The County of Santa Clara shall not be responsible for maintenance and shall incur no liability with respect to such offered streets and easements or any improvements thereon. All dedicated rights of way and easements not accepted for maintenance by the County or other public agency shall be maintained by the owners of the lots or parcels in the subdivision.

It was signed by Thomas and Margaret Cohn, in July 1980. I believe the address is 20800 Canon Drive, the parcel number is 510-27-001. (You can look it up in Zillow.com)

The second paragraph states "We hereby dedicate to public use ... all streets and portions of streets not heretofore existing and designated as Littlebrook Dr. and Canon Dr. as shown on this map; said dedications ... are for any and all public uses under, upon, and over said streets and portions thereof."

I spoke with Deputy Sheriff Greg Taylor at the Santa Clara County Sheriff's Department, West Valley Station. He agreed that we have the right to cycle on Canon, and suggested that, if we get hassled, we invite the other party to contact the Sheriff at (408)868-6600.


----------



## sokudo (Dec 22, 2007)

That's an exemplary first post! Welcome 



nshain said:


> I've been researching this issue for a while, and I think I've come up with the answer - we can ride.
> 
> I went to the Santa Clara County Planning Department
> ... contact the Sheriff at (408)868-6600.


----------



## nshain (Jul 29, 2006)

For anyone interested, this should point you to a copy of the Parcel Map and the Owner's Certificate.

http://www.flickr.com/photos/[email protected]/3322709903/

http://www.flickr.com/photos/[email protected]/3322709699/


----------



## rj2 (Jun 22, 2005)

nshain said:


> For anyone interested, this should point you to a copy of the Parcel Map and the Owner's Certificate.
> 
> http://www.flickr.com/photos/[email protected]/3322709903/
> 
> http://www.flickr.com/photos/[email protected]/3322709699/


We should post this on the no bikes sign. I wonder if the 2nd paragraph of the Owner's Statement is still applicable after a sale?


----------



## nshain (Jul 29, 2006)

Hi,

Thanks for the response. I was told by the County Civil Engineer that the grant of public access is permanent and cannot be revoked. I believe that the residents can post a "no cycling" sign if they want. It is incorrect, and they could be sued for trying to deprive the public of their rights, but we don't have a legal right to post anything on their property. We could stand there and pass out copies of our documents ...

Regards,
Nick


----------



## rj2 (Jun 22, 2005)

nshain said:


> Hi,
> 
> Thanks for the response. I was told by the County Civil Engineer that the grant of public access is permanent and cannot be revoked. I believe that the residents can post a "no cycling" sign if they want. It is incorrect, and they could be sued for trying to deprive the public of their rights, but we don't have a legal right to post anything on their property. We could stand there and pass out copies of our documents ...
> 
> ...


Nick, 

Thanks for establishing our legal rights. Any info on Hidden Drive?

Richard


----------



## pickles4 (Mar 2, 2009)

Richard,

I didn't try to pull up any documents on Hidden Drive, as I felt I took enough time from the folks at the Planning Department. Just as it would make no sense for only a few of the Canon properties to offer the road for public use (why would the county consider maintaining noncontiguous sections of Canon?), I think it would be logical that Hidden owners made the same offer. Maybe someday I'll check into it, but I'm happy with what I found.

Nick


----------



## grrrah (Jul 22, 2005)

Awesome... nshain did a great job of research. I was just going to generally state that it was likely a public access easement which is usually not revokable even with a sale. And actual research can be done via the county's planning department. again, thanks Nick!

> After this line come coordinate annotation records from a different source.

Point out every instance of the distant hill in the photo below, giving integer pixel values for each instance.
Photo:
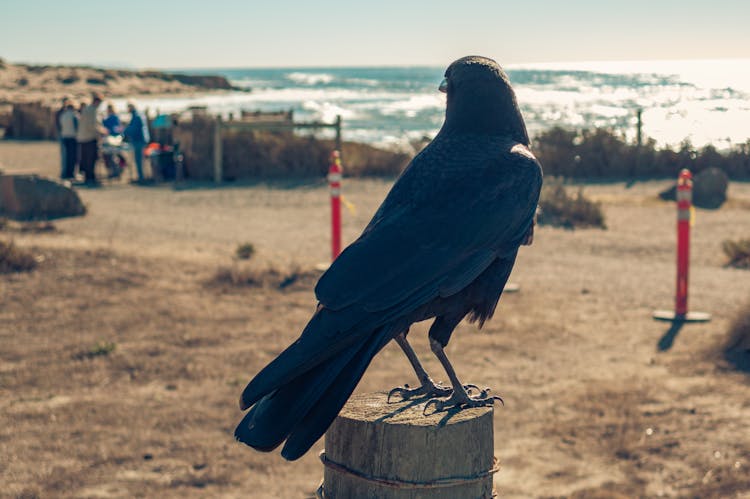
(49, 83)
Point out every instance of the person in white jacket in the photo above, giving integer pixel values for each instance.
(89, 130)
(68, 128)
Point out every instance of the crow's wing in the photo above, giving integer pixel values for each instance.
(455, 209)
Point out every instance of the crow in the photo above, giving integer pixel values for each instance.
(441, 245)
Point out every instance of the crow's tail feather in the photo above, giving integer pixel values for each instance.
(325, 410)
(303, 408)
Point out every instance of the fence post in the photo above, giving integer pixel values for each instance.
(338, 132)
(218, 167)
(684, 217)
(393, 451)
(334, 180)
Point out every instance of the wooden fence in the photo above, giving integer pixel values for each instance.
(267, 126)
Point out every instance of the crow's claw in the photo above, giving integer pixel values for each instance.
(470, 388)
(463, 400)
(429, 389)
(439, 405)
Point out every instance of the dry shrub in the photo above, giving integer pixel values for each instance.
(562, 210)
(273, 155)
(261, 276)
(738, 253)
(737, 348)
(363, 160)
(244, 251)
(99, 349)
(15, 259)
(603, 153)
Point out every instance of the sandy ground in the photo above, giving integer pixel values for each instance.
(600, 400)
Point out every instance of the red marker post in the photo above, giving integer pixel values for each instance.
(334, 181)
(684, 215)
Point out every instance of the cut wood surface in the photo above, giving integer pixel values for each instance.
(393, 450)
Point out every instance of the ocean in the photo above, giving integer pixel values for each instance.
(700, 101)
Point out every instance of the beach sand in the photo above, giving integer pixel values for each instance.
(592, 408)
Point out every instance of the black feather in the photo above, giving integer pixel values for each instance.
(442, 244)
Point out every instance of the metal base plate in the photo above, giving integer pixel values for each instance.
(670, 316)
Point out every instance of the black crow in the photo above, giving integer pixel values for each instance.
(441, 245)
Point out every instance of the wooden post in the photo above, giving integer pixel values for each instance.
(218, 168)
(393, 451)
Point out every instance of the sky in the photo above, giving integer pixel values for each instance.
(283, 33)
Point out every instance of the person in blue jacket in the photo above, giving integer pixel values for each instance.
(137, 134)
(112, 121)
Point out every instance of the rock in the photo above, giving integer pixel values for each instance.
(710, 188)
(30, 197)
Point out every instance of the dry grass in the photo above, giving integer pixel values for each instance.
(261, 276)
(571, 353)
(15, 259)
(35, 227)
(560, 209)
(738, 253)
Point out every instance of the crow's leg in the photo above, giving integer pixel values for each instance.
(440, 333)
(428, 387)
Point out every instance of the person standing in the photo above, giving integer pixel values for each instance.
(112, 121)
(68, 128)
(58, 113)
(89, 130)
(138, 136)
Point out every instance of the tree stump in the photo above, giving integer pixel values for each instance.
(393, 451)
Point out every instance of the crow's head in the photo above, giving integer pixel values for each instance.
(481, 100)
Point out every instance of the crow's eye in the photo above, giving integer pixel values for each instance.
(444, 85)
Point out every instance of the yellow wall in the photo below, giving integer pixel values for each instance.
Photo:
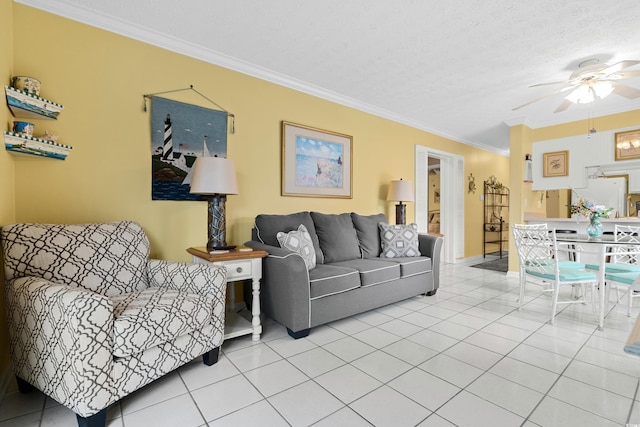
(100, 78)
(7, 198)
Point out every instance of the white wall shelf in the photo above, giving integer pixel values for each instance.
(27, 106)
(20, 144)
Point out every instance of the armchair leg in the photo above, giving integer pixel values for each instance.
(95, 420)
(23, 386)
(299, 334)
(211, 356)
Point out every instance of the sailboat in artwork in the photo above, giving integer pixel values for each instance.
(205, 153)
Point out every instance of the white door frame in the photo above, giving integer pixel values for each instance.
(451, 199)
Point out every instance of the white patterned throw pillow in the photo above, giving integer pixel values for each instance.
(399, 240)
(299, 241)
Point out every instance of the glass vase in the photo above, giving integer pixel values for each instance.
(594, 229)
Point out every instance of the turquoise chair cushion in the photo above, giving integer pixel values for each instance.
(566, 275)
(627, 278)
(611, 267)
(570, 264)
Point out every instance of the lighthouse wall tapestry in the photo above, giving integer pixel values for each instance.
(179, 134)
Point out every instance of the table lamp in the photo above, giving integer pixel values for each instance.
(400, 191)
(215, 177)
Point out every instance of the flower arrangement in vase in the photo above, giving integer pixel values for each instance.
(595, 213)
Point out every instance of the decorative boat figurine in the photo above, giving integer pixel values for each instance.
(19, 143)
(23, 104)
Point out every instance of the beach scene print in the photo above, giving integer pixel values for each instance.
(318, 163)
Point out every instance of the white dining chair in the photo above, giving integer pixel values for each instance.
(539, 264)
(622, 273)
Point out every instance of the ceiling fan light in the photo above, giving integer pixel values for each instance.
(602, 89)
(582, 95)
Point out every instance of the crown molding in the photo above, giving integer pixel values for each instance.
(145, 35)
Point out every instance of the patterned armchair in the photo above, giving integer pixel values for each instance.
(92, 319)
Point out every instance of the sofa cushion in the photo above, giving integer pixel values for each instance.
(399, 240)
(411, 266)
(145, 319)
(373, 271)
(337, 236)
(268, 226)
(368, 233)
(329, 279)
(299, 241)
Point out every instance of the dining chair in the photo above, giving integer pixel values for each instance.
(539, 264)
(622, 272)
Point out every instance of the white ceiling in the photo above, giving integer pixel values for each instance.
(455, 68)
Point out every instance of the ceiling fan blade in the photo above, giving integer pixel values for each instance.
(547, 84)
(625, 75)
(564, 89)
(626, 91)
(617, 67)
(565, 104)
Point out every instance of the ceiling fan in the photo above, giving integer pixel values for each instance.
(591, 80)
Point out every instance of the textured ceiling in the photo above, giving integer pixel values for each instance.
(454, 68)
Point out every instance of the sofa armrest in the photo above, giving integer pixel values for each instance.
(62, 342)
(286, 294)
(431, 246)
(202, 279)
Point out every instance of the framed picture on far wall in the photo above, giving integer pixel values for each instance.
(627, 145)
(315, 162)
(556, 164)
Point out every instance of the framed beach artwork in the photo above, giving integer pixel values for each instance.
(315, 162)
(556, 164)
(627, 145)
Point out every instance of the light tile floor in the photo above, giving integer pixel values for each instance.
(465, 357)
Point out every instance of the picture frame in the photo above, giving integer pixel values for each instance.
(626, 145)
(556, 163)
(316, 162)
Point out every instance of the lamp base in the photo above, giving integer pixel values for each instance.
(217, 223)
(401, 214)
(220, 248)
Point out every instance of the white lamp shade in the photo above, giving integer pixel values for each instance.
(213, 175)
(400, 191)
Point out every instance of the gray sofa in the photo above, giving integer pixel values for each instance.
(351, 275)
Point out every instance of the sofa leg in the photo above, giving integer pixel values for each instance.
(23, 386)
(95, 420)
(300, 334)
(211, 356)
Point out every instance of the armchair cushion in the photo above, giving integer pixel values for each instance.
(110, 259)
(151, 317)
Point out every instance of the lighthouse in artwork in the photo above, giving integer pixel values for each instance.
(167, 149)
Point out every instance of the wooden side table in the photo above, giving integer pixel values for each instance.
(240, 266)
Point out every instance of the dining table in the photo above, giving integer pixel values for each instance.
(598, 249)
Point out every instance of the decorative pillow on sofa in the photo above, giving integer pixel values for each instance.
(338, 239)
(399, 240)
(368, 233)
(299, 241)
(267, 227)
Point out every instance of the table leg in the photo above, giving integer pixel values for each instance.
(255, 310)
(602, 293)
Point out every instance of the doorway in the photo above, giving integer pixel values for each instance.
(450, 196)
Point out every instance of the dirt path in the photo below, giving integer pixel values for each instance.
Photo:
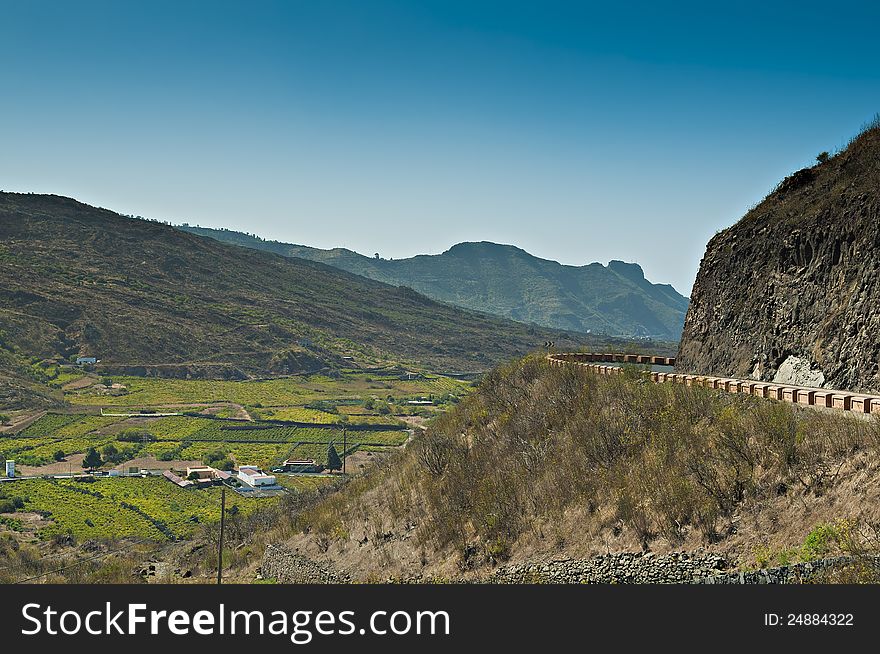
(21, 421)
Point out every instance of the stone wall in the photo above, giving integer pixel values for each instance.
(288, 567)
(619, 568)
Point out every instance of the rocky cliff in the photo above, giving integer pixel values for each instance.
(791, 293)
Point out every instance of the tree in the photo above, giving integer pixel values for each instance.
(333, 460)
(92, 459)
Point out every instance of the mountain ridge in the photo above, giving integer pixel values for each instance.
(510, 282)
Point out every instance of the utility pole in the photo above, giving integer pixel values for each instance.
(222, 527)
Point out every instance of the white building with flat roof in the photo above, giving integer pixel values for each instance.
(253, 476)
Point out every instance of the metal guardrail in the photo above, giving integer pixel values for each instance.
(804, 395)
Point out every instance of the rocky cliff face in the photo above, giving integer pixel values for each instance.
(791, 293)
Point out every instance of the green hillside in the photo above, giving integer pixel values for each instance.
(507, 281)
(148, 299)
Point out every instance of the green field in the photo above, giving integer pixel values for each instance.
(288, 392)
(153, 508)
(188, 438)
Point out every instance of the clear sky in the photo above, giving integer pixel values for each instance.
(578, 131)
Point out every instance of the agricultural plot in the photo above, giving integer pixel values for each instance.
(67, 426)
(148, 508)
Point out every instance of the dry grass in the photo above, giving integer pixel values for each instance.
(558, 460)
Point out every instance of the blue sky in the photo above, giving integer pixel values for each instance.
(579, 131)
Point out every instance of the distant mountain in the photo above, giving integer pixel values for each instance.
(146, 298)
(507, 281)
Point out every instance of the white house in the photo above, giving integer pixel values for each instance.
(253, 476)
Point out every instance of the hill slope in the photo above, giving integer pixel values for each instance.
(792, 291)
(510, 282)
(141, 295)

Again, this is definately not the same as if a private driveway had a "Private Road, No Tresspassing" sign that was legit.

I like the idea of (illegally) posting that public easement certificate on the no bike sign. hahaha.

Also, next time have a friendly discussion how what they already had done is illegal and they can be sued.


----------



## bustamove (Aug 12, 2004)

I had one encounter riding in that area of Los Gatos/Saratoga. Similar to slowuphill and rj2's experiences, local residents were very protective of their self-proclaimed "private roads". 

Coming back down (it was a dead-end street), we stopped and had a discussion with the homeowner. We explained that we intended no malice and were only taking advantage of the steep hills. After a lengthy discussion, the homeowner had a better outlook and was a lot less aggro. Taking the time out to stop and listen to the concerns of the homeowner went a long way towards diffusing future nasty encounters between the locals and cyclists who just want to be outside riding.


----------